Uma lei de junho de 2012 reduziu a área do Parque Nacional da Amazônia em 6,7%. Os 4,2% desse total foram destinados a famílias que já moravam na área antes de ela virar parque. Os outros 2,5% das terras, inclusive parte da Transamazônica, serão alagados por uma das 40 hidrelétricas que o governo federal planeja para a região, a usina São Luiz do Tapajós. "Depois que desafetou o parque para criar a barragem, o governo está deixando de investir ali. O último ato foi a não renovação do nosso contrato", diz Silva.
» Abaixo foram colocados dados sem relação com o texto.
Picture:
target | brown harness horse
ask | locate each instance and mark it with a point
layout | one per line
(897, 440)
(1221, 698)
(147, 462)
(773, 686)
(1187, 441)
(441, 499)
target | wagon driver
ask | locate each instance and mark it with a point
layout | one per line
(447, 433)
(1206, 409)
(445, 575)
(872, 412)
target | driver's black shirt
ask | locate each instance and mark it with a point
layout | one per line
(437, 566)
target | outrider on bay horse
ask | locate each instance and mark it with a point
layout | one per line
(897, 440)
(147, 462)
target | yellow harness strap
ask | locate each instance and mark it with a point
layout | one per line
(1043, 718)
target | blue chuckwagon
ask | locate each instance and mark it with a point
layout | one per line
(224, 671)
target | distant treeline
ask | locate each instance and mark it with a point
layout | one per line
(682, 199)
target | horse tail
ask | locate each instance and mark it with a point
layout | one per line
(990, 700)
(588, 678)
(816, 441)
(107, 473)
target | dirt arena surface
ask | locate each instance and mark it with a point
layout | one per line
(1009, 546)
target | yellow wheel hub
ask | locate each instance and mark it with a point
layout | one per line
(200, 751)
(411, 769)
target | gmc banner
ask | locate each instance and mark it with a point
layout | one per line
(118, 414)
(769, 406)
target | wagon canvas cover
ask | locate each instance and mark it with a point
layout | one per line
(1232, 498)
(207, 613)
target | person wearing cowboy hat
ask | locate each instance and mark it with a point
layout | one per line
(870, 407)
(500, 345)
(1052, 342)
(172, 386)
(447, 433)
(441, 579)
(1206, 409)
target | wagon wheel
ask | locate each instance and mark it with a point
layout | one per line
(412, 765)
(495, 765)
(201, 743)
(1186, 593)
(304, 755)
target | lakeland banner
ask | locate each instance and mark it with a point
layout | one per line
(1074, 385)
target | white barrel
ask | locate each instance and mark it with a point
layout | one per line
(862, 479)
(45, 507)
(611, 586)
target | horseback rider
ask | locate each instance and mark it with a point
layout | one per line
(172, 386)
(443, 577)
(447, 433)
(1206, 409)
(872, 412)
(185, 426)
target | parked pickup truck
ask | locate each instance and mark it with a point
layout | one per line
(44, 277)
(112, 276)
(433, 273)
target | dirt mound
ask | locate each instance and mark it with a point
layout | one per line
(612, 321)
De lá para cá, a visitação caiu. Em 2011, mais de 2 mil pessoas estiveram no parque. No ano passado, só 683. Este ano os portões estão fechados para os visitantes. Não há bilheteria nem sede instaladas. "O parque é da população. Minha vontade era mostrar para o mundo inteiro que isso aqui existe".

De todos os vigias, Silva é o mais apaixonado pelas riquezas naturais do parque. Tanto que conduziu sua vida em função delas. Está sempre com sua câmera fotográfica a tiracolo (comprou a primeira em 1995, ainda de filme, e já trocou de modelo quatro vezes, sempre com dinheiro próprio). Tudo ali tem um dedo dele. Nos 20 anos de dedicação, construiu as casas de madeiras usadas pelos vigias, além das que servem de base para os pesquisadores. Abriu as cinco trilhas existentes, um total de 20 quilômetros de extensão.

Na sua casa em Itaituba, Silva guarda milhares de fotografias no computador. São pastas e pastas de imagens e vídeos feitos por ele ou pelas câmeras que esconde no parque, espécies de armadilhas que disparam, por sensor, toda vez que um animal passa na frente da lente. "Isso aqui é uma relíquia", afirma. "No futuro, esses bichos podem nem existir mais, mas as pessoas vão ver os registros no meu arquivo". Ele diz que, quando soube da possibilidade de não mais trabalhar ali, caiu em depressão. "Fiquei dois meses sem conseguir andar sozinho", diz, e logo emenda um choro. Mesmo que o processo judicial para a contratação de uma empresa de vigilância acabe logo, o destino de Silva e dos outros vigias não estará garantido. O ICMBio afirma que "a seleção dos vigilantes são atribuições da empresa vencedora da licitação, e não cabe ao órgão interferir".